More than 130 Swiss nationals have been evacuated from Lebanon but dozens more are trapped in the south of the country amid escalating violence.
As fighting between Israeli forces and Hezbollah militants continued into a sixth day, the Swiss embassy in Beirut was trying to pull out 55 nationals stuck in southern Lebanon.
The increasingly bloody conflict has prompted several countries, including Switzerland, to start evacuating thousands of foreign nationals from Lebanon.
The Swiss foreign ministry said on Sunday that a further 82 Swiss nationals had been evacuated by bus from Beirut to Syria. A first convoy of 54 Swiss arrived in the Syrian capital Damascus on Saturday.
But, according to the NZZ am Sonntag, a further 55 Swiss are trapped near the southern Lebanese ports of Tyre and Sidon.
"These people are in real danger," François Barras, the Swiss ambassador to Lebanon, told the newspaper.
He said the situation was particularly worrying for 25 people living to the south of Tyre, close to the border with Israel, because roads were practically impassable due to the fighting.
The Swiss ambassador said the embassy was working closely with other countries and United Nations peacekeeping troops in southern Lebanon to organise transport to the Lebanese capital.
Thirty other Swiss near Sidon and Nabatiya have been informed by telephone to gather at a meeting point, from where France will try to evacuate them either by road or by air.
The foreign ministry later confirmed the report, saying those concerned were in "a very difficult situation".
Officials say there are 838 Swiss nationals living in Lebanon, of which 713 hold dual nationality. But the foreign ministry told Saturday's Le Matin newspaper there could also be "several hundred" Swiss tourists who had travelled independently to Lebanon.
The Swiss government has advised those still in the country to contact the Beirut embassy and to stay away from potential trouble spots.
Other European countries, including Spain, France and Italy, have also begun evacuating nationals from Lebanon. With Beirut airport closed following Israeli air strikes and ports blockaded, the only way out of the country appears to be by road.
Rockets fired by Hezbollah guerrillas killed eight people in the Israeli city of Haifa on Sunday and bombs shook Beirut as Israel pursued its assault in Lebanon aimed at crippling the Shi'ite Muslim group.
It was Hezbollah's deadliest rocket strike on Israel in at least ten years and Israeli Prime Minister Ehud Olmert said it would have "far-reaching" consequences for Lebanon.
Hezbollah said the attack was in retaliation to Israel's killing of civilians and the destruction of Lebanese infrastructure.
Israel's campaign in Lebanon, launched after Hezbollah killed eight Israeli soldiers and captured two in a cross-border raid on Wednesday, has drawn only a mild plea for restraint from the United States, which blames Hezbollah and its allies, Syria and Iran.
President Bush, speaking at a G8 summit in Russia, characterised Israel's actions as self-defence and ignored Lebanon's pleas for an immediate ceasefire.

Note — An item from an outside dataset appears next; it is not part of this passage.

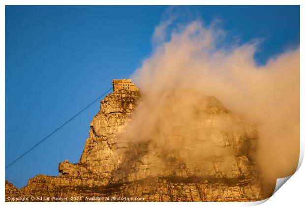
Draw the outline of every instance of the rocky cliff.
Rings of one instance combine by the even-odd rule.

The US earlier blocked any move by the UN Security Council to demand a ceasefire, saying the focus for diplomacy should be the G8 summit in St Petersburg.
On Sunday evening the G8 called for a cessation of hostilities and said it was in favour of a UN observer mission being sent to southern Lebanon.
Israel says its onslaught, which has killed more than 100 people, mostly civilians, is designed to force Lebanon to dislodge Hezbollah from its southern border strongholds.
Hundreds of Hezbollah rockets have killed at least 12 people in Israel over the past five days. Thousands of Israelis have fled the north to escape the attacks.
Israel's campaign in Lebanon followed the launch of an offensive in the Gaza Strip on June 28 to try to retrieve another captured soldier and halt Palestinian rocket fire.
Israel widened that assault on Sunday, killing a Palestinian civilian in southern Gaza and three militants in the north.
swissinfo with agencies
According to the foreign ministry, there are 838 Swiss nationals living in Lebanon.
Officials believe there could be "several hundred" Swiss tourists in the country.
Switzerland is advising people not to travel to Lebanon because of the ongoing security risk.
On Thursday the Swiss foreign ministry issued a statement criticising Israel's actions in Lebanon.
The Swiss, who also condemned the attacks by Hezbollah, said the Israeli reaction was "disproportionate" and threatened a "non-hostile neighbouring state".
Switzerland called on all parties to end the "destructive escalation, which is now threatening to develop into a regional war".
The Swiss also appealed to all sides to respect international humanitarian law.